# LCD Screens and how reliable are they



## Norm70 (Aug 26, 2005)

Couple questions

I have been out on the water several times already with my boat this spring. My lowrance has been marking fish on the screen like crazy, but i am not catching any. Are they really there or is it picking up other things that might be fish. How reliable are they at marking fish. I know my of my buddies they the just use there for depth and structure, but i want to know if i was actually seeing fish?


----------



## ND decoy (Feb 1, 2003)

Are you fishing a river or a lake? Your graph will pick up a lot more clutter if you are fishing moving water. It takes some time to learn how to read a graph and look threw the clutter. There are a couple of things that you can do to help yourself out. check your settings and make sure that your ping speed is set to 100%. Turn your auto sensitivity off. I normally run mine as I high as I can. I have converted my graphs to color. It makes it a lot easier to pick fish out of the clutter. As solid objects send back a stronger signal. Remember one other thing. The thicker the reading (or arc) the bigger the object is.

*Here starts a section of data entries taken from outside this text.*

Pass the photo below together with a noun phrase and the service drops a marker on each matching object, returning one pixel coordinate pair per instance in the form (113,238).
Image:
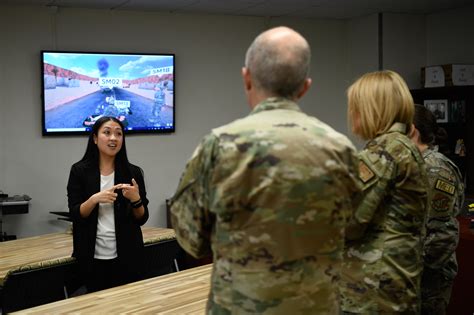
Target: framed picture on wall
(439,108)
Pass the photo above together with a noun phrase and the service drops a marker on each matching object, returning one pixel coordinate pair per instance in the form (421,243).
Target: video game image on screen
(79,88)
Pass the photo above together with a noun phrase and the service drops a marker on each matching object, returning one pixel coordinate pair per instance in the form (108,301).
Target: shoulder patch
(440,203)
(444,186)
(365,173)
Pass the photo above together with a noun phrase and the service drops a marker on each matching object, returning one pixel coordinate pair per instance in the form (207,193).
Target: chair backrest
(36,284)
(160,257)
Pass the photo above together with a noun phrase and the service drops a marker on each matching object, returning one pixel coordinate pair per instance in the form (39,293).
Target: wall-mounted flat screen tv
(80,87)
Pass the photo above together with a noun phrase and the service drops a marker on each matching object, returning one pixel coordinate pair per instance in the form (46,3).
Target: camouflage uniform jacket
(270,194)
(383,257)
(447,197)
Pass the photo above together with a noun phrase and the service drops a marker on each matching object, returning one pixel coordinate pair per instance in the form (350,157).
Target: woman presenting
(107,203)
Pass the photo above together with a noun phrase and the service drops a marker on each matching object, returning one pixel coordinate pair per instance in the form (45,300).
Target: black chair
(160,258)
(36,284)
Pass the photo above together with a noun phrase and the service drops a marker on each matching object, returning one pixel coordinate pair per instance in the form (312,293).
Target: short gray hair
(279,68)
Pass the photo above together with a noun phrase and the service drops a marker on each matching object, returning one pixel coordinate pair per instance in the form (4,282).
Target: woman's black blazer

Sorry if this isn't very clear. Lowrance's web site has some good tutorials on how to use and read a graph.


----------



## Flick (Aug 21, 2002)

If your graph is marking fish, there are fish there.......bottom line. Hopefully you're not using the fish emblem thing to show fish, those are just retarded and really dont show what is down there. If you're marking fish you should be seeing arches on your graph. If it bugs you enough you could always get a camera, send that baby down and see what they really are. It would suck to spend all day fishing what you think are walleyes when they're actually suckers or something.


----------



## duckslayer (Oct 30, 2003)

Norm, what kind of unit are you running?


----------